To reiterate, the AI theme is no longer a hypothetical. GPUs are being ordered, data centers are being built, and electrical components are being sold. The U.S. Census Bureau reported that data center construction is up 60% year over year since October 2023 and 100% since ChatGPT was released in late 2022. The main hyperscalers (Microsoft, Alphabet, and Meta) reported the sixth consecutive year of 25% electricity/energy demand growth, driven by technological advancements. PJM, the largest grid operator in “data center alley," reported power capacity prices rising 10x from the prior year as data centers drive power demand when grid planners were previously expecting low-single-digit electricity demand growth.
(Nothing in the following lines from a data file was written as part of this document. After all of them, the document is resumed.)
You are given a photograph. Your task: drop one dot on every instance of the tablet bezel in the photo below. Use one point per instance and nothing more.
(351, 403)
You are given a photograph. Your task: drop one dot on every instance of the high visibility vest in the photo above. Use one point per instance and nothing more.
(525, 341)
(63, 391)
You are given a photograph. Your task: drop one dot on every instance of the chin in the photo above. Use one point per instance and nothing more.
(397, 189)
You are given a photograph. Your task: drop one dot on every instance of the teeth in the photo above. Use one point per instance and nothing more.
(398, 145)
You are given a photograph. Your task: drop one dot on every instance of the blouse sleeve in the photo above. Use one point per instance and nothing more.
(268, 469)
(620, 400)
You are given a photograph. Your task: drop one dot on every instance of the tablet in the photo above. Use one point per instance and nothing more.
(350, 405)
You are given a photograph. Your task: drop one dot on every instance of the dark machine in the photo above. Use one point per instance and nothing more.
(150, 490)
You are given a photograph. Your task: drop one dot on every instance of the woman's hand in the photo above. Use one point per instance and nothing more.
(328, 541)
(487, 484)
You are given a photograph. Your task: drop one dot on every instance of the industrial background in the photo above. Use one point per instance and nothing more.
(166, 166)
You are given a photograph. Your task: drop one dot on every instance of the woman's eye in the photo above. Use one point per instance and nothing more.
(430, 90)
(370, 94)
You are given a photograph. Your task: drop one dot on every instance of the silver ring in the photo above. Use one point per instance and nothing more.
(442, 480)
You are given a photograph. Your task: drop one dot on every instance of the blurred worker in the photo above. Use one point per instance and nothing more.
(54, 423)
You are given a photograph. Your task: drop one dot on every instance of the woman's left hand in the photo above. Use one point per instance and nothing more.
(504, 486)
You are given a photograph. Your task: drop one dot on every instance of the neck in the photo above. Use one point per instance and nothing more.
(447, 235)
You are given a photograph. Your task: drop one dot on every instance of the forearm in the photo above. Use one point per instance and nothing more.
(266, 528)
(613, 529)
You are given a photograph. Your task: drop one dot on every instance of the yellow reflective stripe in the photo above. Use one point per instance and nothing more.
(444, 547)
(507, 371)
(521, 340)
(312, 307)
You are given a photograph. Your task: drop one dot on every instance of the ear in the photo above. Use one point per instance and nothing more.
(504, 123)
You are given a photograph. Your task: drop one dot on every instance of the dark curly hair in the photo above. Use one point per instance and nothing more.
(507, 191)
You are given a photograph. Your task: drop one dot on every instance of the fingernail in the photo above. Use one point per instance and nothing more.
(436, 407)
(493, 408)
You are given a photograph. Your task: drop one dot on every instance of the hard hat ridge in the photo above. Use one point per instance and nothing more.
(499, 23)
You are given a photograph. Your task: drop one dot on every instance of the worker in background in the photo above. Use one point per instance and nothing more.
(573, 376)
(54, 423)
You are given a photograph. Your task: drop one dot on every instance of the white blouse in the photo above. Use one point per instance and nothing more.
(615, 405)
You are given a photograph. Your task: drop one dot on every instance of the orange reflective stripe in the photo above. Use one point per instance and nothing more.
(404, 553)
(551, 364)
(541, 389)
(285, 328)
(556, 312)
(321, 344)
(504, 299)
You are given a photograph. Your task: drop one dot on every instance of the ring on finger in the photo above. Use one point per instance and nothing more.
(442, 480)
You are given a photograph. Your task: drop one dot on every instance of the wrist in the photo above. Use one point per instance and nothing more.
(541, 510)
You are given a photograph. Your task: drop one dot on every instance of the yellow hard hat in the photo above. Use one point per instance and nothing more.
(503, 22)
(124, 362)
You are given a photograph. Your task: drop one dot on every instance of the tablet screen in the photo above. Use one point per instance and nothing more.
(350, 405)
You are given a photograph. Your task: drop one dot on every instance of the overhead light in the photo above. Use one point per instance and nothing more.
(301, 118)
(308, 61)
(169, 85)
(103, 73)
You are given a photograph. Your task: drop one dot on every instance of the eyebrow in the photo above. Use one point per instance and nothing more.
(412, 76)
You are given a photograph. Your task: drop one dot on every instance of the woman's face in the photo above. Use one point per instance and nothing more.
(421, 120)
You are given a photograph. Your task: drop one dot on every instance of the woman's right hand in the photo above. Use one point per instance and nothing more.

Unlike the internet bubble of the late 1990s, where technology indices significantly outperformed other sectors, performance today is coming from other sectors that will support an infrastructure buildout. From the end of 1998 to the end of 1999, the S&P 500 technology index returned 79%. In comparison, the S&P 500 utility index was down 10% and the S&P 500 industrials index was up 21%. In the past one year (ending 12/2/2024), we see that the same indices are up around the same amount (in the range of 33% to 41%). Again, this does not necessarily indicate a bubble.
AI has upended financial markets as investors scramble to find new potential investment opportunities. Unlike past technology bubbles, valuations are fairly reasonable as orders are materializing on the bottom line for beneficiaries of the AI revolution. While asset prices have surged on the AI theme, our channel checks suggest that we are around the middle innings of it.
To be abundantly clear, we are cautiously optimistic about the AI theme. While there are some exciting data points for AI bulls, we recognize that stock valuations and prices have already moved substantially higher. We are also cognizant of the fact that early commentary from companies thought to be leading the AI charge has been mixed. As with any technological advance that is new and exciting, there remains a risk that AI-linked companies will overspend on the technological buildout today and that future earnings will fail to materialize.
With that being said, current trends lead us to believe that, for the reasons listed above, this is not the early 2000s tech bubble and we are cautiously optimistic there may be more performance ahead for the long-term investor. As always, we endorse prudent risk management and a well-balanced portfolio but suggest that investors may be better rewarded by not missing out completely on the high-flying AI revolution.